E essa cultura de assunção de riscos e aprendizado perpétuo está sendo agora aplicada bem longe de software e hardware de computador. Existem empreendimentos famosos como o Nest Labs, fundado por Tony Fadell, ex-executivo da Apple, que contratou mais de cem engenheiros de Apple, Google, Microsoft e outras companhias de alta tecnologia e é apoiado por várias empresas de capital de risco. Seu produto, lançado em outubro, é uma reinvenção do termostato, combinando sensores, aprendizado automático e tecnologia da internet num equipamento inteligente que economiza energia.

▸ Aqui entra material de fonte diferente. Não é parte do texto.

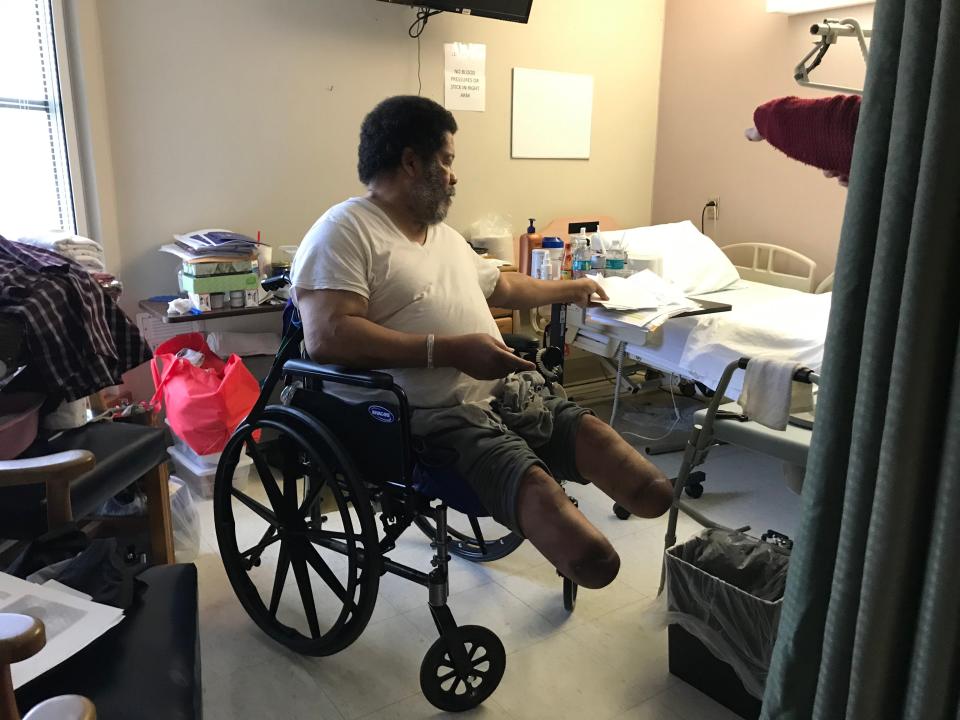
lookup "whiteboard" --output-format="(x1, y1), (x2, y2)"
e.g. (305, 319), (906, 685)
(512, 68), (593, 160)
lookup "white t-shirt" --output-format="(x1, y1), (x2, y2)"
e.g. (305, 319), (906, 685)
(291, 197), (502, 408)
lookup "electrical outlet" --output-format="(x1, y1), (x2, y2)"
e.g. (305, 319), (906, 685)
(707, 195), (720, 220)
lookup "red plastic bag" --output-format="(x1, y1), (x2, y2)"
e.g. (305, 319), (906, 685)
(150, 333), (260, 455)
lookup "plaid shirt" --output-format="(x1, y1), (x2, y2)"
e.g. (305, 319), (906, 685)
(0, 236), (151, 400)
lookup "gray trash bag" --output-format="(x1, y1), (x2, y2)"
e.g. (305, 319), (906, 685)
(170, 475), (200, 562)
(663, 530), (790, 698)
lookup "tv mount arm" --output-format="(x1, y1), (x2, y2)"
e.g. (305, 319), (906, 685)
(793, 18), (873, 95)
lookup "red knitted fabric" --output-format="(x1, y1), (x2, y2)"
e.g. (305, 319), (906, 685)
(753, 95), (860, 177)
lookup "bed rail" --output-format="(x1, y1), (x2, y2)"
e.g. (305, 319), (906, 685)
(720, 243), (817, 293)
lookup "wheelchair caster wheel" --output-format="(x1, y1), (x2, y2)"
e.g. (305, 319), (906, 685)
(420, 625), (507, 712)
(563, 578), (580, 612)
(683, 471), (707, 500)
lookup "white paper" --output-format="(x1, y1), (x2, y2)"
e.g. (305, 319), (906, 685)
(589, 270), (695, 310)
(443, 43), (487, 112)
(0, 573), (123, 689)
(43, 579), (93, 600)
(512, 68), (593, 160)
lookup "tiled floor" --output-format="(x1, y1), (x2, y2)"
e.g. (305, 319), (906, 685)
(191, 390), (798, 720)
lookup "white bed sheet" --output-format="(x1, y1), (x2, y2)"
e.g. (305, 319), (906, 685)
(576, 281), (832, 398)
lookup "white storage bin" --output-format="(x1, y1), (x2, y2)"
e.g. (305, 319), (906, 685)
(167, 447), (253, 498)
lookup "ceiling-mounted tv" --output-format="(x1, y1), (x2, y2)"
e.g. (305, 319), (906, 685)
(382, 0), (533, 23)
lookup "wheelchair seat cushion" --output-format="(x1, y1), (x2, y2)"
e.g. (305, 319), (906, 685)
(413, 464), (490, 517)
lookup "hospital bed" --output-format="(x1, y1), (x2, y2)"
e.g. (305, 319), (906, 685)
(565, 231), (831, 410)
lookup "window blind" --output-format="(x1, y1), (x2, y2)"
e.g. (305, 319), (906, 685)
(0, 0), (76, 237)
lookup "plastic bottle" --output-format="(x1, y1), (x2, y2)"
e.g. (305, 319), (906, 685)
(520, 218), (543, 275)
(590, 232), (607, 275)
(543, 237), (564, 280)
(606, 238), (630, 277)
(571, 228), (591, 280)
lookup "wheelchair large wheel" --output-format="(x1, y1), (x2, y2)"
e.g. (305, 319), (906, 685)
(414, 510), (523, 562)
(214, 406), (382, 656)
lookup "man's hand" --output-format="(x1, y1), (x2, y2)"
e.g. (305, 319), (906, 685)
(434, 333), (536, 380)
(563, 278), (610, 307)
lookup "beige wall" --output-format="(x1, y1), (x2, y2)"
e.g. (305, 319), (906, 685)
(78, 0), (664, 308)
(653, 0), (872, 284)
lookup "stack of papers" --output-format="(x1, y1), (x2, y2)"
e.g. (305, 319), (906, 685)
(0, 573), (123, 690)
(587, 270), (700, 331)
(160, 229), (257, 262)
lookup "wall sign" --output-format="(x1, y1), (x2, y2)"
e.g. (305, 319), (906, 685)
(443, 43), (487, 112)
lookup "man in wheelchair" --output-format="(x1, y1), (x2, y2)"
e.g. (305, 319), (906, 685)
(291, 96), (672, 588)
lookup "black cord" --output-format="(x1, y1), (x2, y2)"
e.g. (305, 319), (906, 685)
(407, 8), (443, 39)
(700, 200), (717, 234)
(407, 7), (443, 95)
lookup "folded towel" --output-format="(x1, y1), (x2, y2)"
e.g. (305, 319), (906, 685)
(19, 231), (103, 253)
(207, 332), (280, 358)
(68, 251), (107, 272)
(750, 95), (860, 179)
(740, 357), (813, 430)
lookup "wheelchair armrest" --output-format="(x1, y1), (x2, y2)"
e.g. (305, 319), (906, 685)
(283, 360), (394, 390)
(503, 333), (540, 353)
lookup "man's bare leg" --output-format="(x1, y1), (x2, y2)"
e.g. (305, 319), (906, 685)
(576, 415), (673, 518)
(517, 467), (620, 588)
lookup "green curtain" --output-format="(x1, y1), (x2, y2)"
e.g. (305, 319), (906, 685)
(763, 0), (960, 720)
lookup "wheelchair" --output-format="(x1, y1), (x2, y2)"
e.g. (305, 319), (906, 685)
(213, 277), (577, 712)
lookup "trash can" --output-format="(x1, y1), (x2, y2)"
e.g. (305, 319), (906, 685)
(665, 530), (790, 718)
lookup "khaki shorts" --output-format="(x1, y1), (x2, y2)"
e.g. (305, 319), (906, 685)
(412, 372), (593, 535)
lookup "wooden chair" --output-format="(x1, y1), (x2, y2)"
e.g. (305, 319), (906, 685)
(0, 423), (174, 564)
(0, 613), (97, 720)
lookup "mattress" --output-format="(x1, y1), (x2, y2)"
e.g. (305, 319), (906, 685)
(570, 280), (831, 398)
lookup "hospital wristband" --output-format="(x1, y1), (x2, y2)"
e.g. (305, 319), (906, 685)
(427, 333), (436, 369)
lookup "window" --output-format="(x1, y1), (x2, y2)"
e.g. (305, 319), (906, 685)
(0, 0), (77, 237)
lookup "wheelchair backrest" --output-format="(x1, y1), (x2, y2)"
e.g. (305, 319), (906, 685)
(291, 380), (412, 484)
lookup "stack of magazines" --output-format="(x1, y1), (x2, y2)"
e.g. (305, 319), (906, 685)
(160, 229), (257, 262)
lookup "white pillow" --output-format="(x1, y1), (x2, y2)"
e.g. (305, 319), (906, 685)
(600, 220), (740, 295)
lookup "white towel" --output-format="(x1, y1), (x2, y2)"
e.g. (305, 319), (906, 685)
(19, 231), (103, 253)
(207, 332), (281, 358)
(740, 357), (813, 430)
(67, 250), (107, 272)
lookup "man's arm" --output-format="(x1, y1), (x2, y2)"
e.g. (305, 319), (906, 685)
(487, 272), (608, 310)
(296, 288), (534, 380)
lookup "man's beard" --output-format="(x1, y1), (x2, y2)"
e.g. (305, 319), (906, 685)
(412, 162), (456, 225)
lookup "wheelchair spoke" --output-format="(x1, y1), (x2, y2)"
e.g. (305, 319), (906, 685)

O laboratório da Blue River Technology, onde a empresa desenvolve um robô para matar ervas daninhas
 O Vale também está cheio de start-ups menos famosas em campos novos, como a Blue River Technology. Redden conheceu seu colega fundador e executivo-chefe da empresa, Jorge Heraud, 41, na aula de Blank.
Heraud, engenheiro, decidiu voltar a Stanford para dar uma renovada na carreira, depois de trabalhar durante anos como gerente de uma empresa de equipamentos agrícolas.
Ele conheceu Redden e, em conjunto, vislumbraram a chance de aplicar a visão computadorizada e o aprendizado automático à agricultura. Eles exploraram outras ideias, mas depois de conversar com possíveis compradores, decidiram por matar ervas daninhas em fazendas orgânicas --segmento de rápido crescimento que não pode usar pesticida e sofre com os custos trabalhistas.
No escritório em Sunnyvale, eles estão montando a máquina e ensinando o programa de visão computadorizada a distinguir alface de ervas daninhas. Inicialmente, tentaram matá-las com raio laser, o que se revelou muito caro. Agora pretendem usar óleo (orgânico, é claro) superaquecido.
O dispositivo, puxado por um trator, deve identificar ervas daninhas e matá-las em 200 milissegundos, um desafio formidável, mas atingível, declarou Redden.
Se aplicar visão computadorizada à agricultura é tão promissor, por que os grandes fabricantes de equipamentos agrícolas não estão bem adiantados?
"Elas não se preocupam com isso", respondeu Heraud. "Elas não pensam em visão computadorizada. Essa é uma tecnologia do Vale do Silício."